E, beh, c'è solo da imparare a conviverci.
Ma una domanda mi viene da porla, anzi, noi tutti 'acufenizzati' vorremmo porla a gran voce.
Perché nessuno sta finanziando una ricerca per curare questa cosa?
O perlomeno per capirla? Non si sa neppure spiegare cosa diavolo sia un acufene, e chi ne soffre si sente condannato dalla frase ''la tomba dell'otorino, l'unica è abituarsi''.
Gli acufeni rovinano la vita! Se a qualcuno questa notizia giungesse nuova, che si faccia un giro nei forum sull'argomento.. e leggerà quanto soffre la gente.
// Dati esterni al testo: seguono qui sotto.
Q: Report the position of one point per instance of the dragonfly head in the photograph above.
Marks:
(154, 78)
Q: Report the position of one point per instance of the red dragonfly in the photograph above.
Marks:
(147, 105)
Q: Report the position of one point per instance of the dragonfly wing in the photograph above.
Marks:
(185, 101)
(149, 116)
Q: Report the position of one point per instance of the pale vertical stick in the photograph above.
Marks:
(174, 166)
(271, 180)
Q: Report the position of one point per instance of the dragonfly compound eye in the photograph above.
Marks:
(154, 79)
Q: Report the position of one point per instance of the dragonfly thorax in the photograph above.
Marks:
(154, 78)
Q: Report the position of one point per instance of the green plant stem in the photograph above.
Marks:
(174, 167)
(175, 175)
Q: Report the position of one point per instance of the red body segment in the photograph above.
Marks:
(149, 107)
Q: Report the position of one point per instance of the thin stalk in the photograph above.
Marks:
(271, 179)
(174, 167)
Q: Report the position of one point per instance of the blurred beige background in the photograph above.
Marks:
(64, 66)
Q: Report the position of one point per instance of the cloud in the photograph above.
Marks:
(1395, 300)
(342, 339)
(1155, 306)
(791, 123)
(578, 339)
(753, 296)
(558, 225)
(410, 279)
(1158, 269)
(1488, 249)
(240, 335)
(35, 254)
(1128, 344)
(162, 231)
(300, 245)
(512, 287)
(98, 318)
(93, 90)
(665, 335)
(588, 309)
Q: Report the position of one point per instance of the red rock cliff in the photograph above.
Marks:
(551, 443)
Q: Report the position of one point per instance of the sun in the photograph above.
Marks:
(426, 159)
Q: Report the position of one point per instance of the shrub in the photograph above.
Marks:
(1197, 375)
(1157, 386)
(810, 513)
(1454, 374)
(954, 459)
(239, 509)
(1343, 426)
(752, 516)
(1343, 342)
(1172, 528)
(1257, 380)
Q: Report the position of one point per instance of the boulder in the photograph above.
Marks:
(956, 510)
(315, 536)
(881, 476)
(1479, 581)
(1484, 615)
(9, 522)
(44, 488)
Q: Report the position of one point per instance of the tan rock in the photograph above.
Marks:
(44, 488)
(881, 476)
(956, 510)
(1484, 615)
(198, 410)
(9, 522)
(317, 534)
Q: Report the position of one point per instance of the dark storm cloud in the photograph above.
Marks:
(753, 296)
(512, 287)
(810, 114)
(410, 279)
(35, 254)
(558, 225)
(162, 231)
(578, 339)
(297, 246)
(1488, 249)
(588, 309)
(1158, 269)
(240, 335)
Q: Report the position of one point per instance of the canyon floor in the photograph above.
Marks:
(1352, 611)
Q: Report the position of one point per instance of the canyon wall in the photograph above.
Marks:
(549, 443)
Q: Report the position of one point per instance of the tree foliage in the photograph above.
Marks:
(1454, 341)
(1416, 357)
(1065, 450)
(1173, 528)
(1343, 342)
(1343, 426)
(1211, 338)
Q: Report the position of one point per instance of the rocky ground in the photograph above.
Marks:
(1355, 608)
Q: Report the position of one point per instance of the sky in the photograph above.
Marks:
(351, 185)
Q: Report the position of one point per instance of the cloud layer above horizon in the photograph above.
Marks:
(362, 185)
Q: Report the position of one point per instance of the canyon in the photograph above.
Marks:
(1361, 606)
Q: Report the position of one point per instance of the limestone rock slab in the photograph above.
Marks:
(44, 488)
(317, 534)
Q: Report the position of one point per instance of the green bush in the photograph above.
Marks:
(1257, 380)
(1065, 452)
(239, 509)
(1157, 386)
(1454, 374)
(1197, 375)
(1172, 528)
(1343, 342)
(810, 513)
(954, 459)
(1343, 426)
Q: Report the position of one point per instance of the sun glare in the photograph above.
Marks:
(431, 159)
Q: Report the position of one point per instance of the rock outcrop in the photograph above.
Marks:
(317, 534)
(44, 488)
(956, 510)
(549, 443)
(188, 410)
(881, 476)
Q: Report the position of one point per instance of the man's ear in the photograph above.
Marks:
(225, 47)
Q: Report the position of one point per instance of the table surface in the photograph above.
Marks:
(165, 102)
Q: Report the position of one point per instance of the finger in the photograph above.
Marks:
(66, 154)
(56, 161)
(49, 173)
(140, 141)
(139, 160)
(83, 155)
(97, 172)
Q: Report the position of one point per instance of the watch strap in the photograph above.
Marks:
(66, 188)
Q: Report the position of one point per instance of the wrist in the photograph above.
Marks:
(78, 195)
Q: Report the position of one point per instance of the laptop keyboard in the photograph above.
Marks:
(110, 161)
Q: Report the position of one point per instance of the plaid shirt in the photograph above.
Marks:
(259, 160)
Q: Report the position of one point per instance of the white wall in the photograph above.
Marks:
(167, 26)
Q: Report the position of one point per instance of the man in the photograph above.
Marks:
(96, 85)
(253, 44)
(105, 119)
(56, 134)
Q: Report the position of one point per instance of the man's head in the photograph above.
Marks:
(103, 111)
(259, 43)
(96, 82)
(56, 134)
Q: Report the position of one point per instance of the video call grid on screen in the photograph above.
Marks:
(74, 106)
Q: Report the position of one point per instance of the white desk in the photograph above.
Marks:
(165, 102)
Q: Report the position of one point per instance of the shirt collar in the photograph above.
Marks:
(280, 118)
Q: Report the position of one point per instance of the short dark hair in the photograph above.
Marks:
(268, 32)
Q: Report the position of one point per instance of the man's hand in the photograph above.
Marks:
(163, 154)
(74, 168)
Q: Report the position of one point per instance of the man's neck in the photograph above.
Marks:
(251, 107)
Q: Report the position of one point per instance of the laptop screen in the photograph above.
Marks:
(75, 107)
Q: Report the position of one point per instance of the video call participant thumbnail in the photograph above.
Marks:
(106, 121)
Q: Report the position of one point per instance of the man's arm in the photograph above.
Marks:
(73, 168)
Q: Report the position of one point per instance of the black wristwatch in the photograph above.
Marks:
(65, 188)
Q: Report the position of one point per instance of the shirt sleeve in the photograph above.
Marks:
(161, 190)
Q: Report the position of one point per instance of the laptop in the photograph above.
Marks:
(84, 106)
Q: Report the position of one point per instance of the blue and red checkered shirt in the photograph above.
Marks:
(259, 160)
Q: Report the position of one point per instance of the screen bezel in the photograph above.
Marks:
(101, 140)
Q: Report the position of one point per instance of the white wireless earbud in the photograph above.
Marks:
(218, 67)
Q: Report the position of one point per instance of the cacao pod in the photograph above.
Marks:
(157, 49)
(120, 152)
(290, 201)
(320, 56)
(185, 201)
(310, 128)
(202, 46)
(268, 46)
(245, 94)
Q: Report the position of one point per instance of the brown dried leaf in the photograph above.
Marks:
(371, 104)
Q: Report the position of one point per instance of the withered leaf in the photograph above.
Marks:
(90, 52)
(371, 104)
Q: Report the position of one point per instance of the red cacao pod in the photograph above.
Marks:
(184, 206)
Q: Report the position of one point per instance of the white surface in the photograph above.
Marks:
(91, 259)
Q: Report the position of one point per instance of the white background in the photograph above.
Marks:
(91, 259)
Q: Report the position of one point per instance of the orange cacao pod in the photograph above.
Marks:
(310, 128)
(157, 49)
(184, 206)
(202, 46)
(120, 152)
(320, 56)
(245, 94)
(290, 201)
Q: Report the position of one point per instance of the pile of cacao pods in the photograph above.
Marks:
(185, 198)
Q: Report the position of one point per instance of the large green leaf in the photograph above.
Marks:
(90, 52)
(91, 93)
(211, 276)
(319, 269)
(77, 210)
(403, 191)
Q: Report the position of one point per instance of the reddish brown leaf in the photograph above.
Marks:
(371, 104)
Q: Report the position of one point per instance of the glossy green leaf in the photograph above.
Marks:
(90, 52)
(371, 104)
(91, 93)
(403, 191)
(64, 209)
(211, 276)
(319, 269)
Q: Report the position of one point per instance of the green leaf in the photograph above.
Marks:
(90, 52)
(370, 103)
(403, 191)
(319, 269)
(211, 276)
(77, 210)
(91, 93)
Siamo capaci di ridare l'udito, la vista, cambiare sesso, clonare, addirittura sta per essere terminato il progetto per la protesi della mano che percepisce il tatto!
Ma che non ci sia NESSUNO che stia finanziando una ricerca su un dannatissimo fischio (se si è fortunati, altrimenti sciame d'api) perpetuo è RIDICOLO.
Niente, non ho alte domande, se non PERCHE' non posso neppure avere mezza misera speranza che un giorno la cura si trovi..
Ma forse c'è qualcuno che non riesce ancora a capire cosa siano gli acufeni.
Accendete la radio su un canale morto. Bene, se la tenete un po' comincerà a darvi fastidio, e la spegnerete.
Ecco, noi siamo quelli che l'interruttore non ce l'hanno.
Buon silenzio a chi ha la fortuna di permetterselo.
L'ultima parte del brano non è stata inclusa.